Graph from the easiest way (reduce size of bin, graph “delta between current and previous cumulative value” rather than “current cumulative value”)
(peak is where predicted time is)
Note that this graphing has massive weakness: you miss complete outliers - tasks that were not completed even after taking 100 times more time than expected.
It includes tasks with inifinite real time (never completed due to runaway work required and some that turned out to be de facto impossible).
And ones with “that can be done in 5 minutes” that turned into “one month later it is completed”.
Typical case: “so that is just switching an option and reprocessing data… Ops, I need to upgrade package, what requires upgrading OS, so I should retest backups, ops there is pre-failure on one of multiple backup disks…” and total time ended including replacing one of (independent!) backup HDDs, backup, retesting backup, upgrading backup script and dealing with new defaults, full reinstall, reconfiguring other software on new OS, upgrading backup scripts, reconfiguring relevant software. And then finally making this tiny switch in config + verifying reprocessed OpenStreetMap data (what actually took five minutes).
Great points! Maybe the way to convey it all reasonably with a bell curve style graph (pdf in stats lingo, not to be confused with pdf as a file type!) is to both smooth it and have “>45 hours” on the right edge of the graph with another bump there to indicate the ~14% chance of that.
Here’s Nate Silver of 538 doing the kind of smoothing I have in mind:
In Mathematica, SmoothKernelDistribution looks promising. I don’t know if spreadsheets have anything like that built in.

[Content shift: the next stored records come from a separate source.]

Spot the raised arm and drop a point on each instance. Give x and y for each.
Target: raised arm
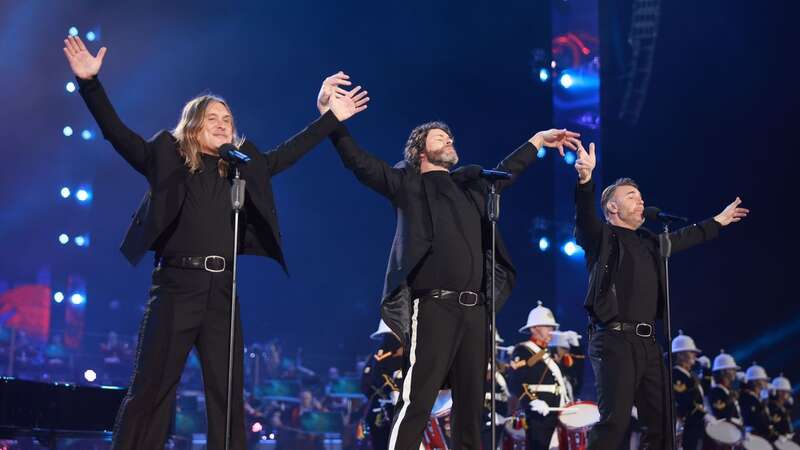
(370, 170)
(86, 67)
(525, 155)
(708, 229)
(588, 225)
(337, 108)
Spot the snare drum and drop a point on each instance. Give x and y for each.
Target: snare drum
(753, 442)
(784, 443)
(574, 423)
(722, 435)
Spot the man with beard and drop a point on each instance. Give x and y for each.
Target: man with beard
(435, 291)
(626, 296)
(186, 219)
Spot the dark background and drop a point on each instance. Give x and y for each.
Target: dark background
(717, 123)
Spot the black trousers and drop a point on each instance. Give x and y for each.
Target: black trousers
(629, 370)
(540, 429)
(693, 434)
(187, 308)
(447, 343)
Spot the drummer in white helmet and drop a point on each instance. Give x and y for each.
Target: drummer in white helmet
(380, 381)
(688, 391)
(565, 346)
(536, 380)
(722, 398)
(780, 407)
(752, 401)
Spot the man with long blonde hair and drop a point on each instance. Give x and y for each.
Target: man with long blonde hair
(186, 219)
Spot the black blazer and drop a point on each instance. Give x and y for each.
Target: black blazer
(404, 187)
(604, 253)
(159, 161)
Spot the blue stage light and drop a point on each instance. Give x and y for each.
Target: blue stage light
(544, 75)
(83, 195)
(544, 244)
(566, 80)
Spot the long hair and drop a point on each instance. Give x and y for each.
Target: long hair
(188, 128)
(416, 141)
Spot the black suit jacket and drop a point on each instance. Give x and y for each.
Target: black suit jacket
(604, 253)
(416, 211)
(160, 163)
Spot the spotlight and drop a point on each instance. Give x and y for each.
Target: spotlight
(572, 249)
(90, 375)
(566, 81)
(544, 75)
(83, 195)
(544, 244)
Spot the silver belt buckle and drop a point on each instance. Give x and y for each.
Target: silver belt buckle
(461, 295)
(649, 330)
(205, 263)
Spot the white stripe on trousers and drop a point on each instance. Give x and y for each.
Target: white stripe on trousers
(412, 358)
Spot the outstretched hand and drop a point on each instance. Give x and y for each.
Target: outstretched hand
(555, 138)
(82, 63)
(585, 163)
(732, 213)
(345, 106)
(330, 86)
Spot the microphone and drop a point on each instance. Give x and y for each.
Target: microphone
(494, 175)
(655, 214)
(230, 153)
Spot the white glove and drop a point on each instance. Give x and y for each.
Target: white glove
(498, 420)
(573, 338)
(540, 406)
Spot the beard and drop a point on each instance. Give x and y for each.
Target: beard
(443, 158)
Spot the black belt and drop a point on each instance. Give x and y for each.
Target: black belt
(211, 263)
(641, 329)
(464, 298)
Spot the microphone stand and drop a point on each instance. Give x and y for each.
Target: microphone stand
(237, 202)
(493, 210)
(665, 246)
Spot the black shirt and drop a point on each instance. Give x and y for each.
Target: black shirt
(454, 261)
(205, 224)
(637, 281)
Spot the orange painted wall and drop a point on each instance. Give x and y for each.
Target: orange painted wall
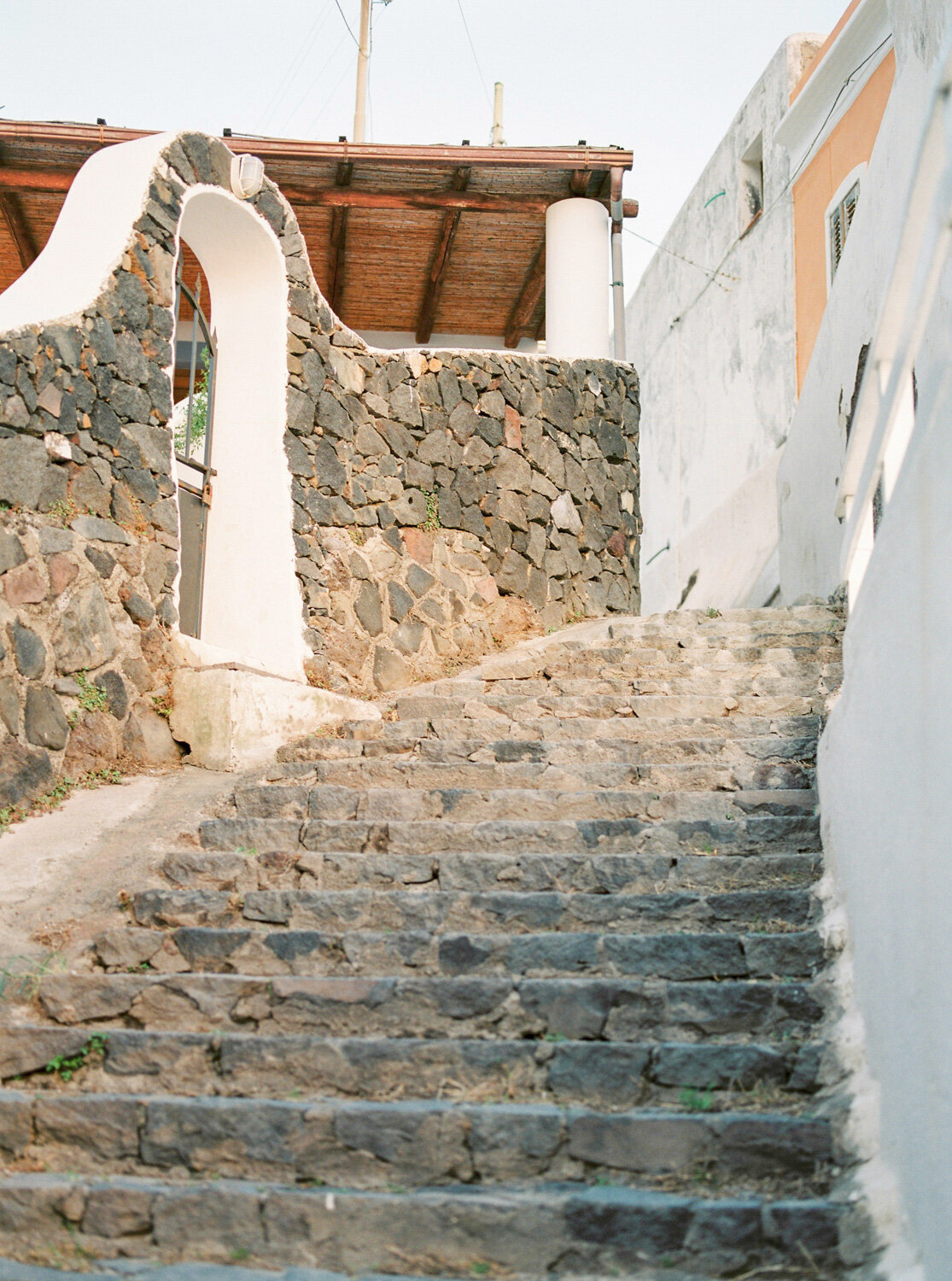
(849, 145)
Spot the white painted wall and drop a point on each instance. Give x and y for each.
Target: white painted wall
(716, 364)
(885, 789)
(809, 473)
(253, 602)
(577, 279)
(91, 233)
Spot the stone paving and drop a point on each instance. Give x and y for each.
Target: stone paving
(526, 979)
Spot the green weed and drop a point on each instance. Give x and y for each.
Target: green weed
(432, 520)
(698, 1101)
(67, 1065)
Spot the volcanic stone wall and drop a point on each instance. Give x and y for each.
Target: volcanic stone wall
(438, 497)
(500, 473)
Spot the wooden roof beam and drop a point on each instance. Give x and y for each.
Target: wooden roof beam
(15, 218)
(526, 304)
(337, 254)
(342, 196)
(440, 261)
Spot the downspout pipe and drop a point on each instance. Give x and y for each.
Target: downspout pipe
(618, 276)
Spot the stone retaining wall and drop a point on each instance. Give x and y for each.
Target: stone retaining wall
(534, 465)
(440, 499)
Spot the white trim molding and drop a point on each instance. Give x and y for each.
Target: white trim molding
(805, 127)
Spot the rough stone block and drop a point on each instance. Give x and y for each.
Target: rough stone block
(28, 651)
(389, 670)
(22, 471)
(85, 637)
(44, 722)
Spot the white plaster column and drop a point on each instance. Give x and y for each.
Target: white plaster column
(577, 279)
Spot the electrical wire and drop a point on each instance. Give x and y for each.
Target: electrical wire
(476, 59)
(294, 69)
(346, 71)
(777, 200)
(708, 271)
(346, 23)
(317, 77)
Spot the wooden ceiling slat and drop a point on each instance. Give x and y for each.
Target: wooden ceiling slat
(420, 266)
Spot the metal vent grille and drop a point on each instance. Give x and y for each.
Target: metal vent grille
(841, 222)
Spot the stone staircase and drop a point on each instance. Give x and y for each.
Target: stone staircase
(524, 979)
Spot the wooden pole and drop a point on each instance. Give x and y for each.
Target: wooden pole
(363, 66)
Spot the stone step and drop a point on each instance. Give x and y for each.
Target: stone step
(458, 911)
(389, 773)
(422, 952)
(683, 671)
(749, 834)
(465, 871)
(605, 691)
(641, 706)
(191, 1271)
(601, 1073)
(384, 738)
(412, 1143)
(458, 1232)
(583, 753)
(536, 804)
(577, 1009)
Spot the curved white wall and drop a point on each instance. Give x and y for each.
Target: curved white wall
(577, 279)
(90, 237)
(251, 605)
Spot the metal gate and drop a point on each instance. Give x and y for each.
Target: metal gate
(194, 394)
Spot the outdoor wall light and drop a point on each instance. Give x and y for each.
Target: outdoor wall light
(248, 176)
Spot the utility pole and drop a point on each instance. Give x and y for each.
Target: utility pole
(498, 140)
(363, 64)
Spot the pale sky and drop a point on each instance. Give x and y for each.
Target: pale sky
(662, 79)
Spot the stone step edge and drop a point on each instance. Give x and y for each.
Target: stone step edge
(593, 1221)
(696, 1070)
(682, 956)
(351, 1140)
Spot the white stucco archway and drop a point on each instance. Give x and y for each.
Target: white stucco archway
(251, 606)
(251, 610)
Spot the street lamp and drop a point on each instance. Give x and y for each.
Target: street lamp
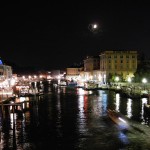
(144, 81)
(117, 79)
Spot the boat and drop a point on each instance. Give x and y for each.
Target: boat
(118, 118)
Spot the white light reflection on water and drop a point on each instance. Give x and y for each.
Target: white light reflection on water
(117, 102)
(102, 102)
(83, 108)
(144, 101)
(129, 108)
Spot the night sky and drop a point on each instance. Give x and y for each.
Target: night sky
(57, 35)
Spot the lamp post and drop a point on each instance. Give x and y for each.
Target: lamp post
(117, 79)
(144, 81)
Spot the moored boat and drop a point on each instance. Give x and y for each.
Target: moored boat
(118, 118)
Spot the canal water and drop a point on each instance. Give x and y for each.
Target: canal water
(75, 119)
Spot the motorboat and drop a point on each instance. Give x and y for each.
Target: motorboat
(118, 118)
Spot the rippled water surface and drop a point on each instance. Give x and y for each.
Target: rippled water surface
(75, 120)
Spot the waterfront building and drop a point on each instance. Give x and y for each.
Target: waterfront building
(5, 75)
(118, 62)
(92, 68)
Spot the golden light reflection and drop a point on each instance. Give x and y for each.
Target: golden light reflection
(129, 108)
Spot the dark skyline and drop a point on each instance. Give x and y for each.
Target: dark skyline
(57, 35)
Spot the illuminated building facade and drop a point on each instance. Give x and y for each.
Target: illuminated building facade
(5, 75)
(91, 68)
(116, 62)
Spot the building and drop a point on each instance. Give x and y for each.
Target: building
(92, 68)
(118, 63)
(5, 75)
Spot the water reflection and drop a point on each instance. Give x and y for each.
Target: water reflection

I tried to follow @beeminder_user’s explanation (I really did!) but in the end decided to just write a Google Apps Script. Still waaaaaay less code than my old Python scripts!
All the EBS function does is take a set of estimates for incomplete tasks and a set of multipliers for already-completed tasks (where each multiplier equals the time taken to complete the task divided by the estimate for that task).
The function returns a sorted list of 100 estimated total hours which I dump into a sheet and then use to extrapolate an estimated end date for each scenario. In my current spreadsheet, I use the end date of the last completed task as the start date for this extrapolation.
Also, since 100 scenarios are returned, I assume that each scenario represents percentiles of sorts from 1% to ~100%.
From there I chart different distributions I’m interested in, log a few key percentiles in a static log so I can have a record of trends, etc.
Definitely enjoying doing this in a spreadsheet way more than I am maintaining Python scripts for it!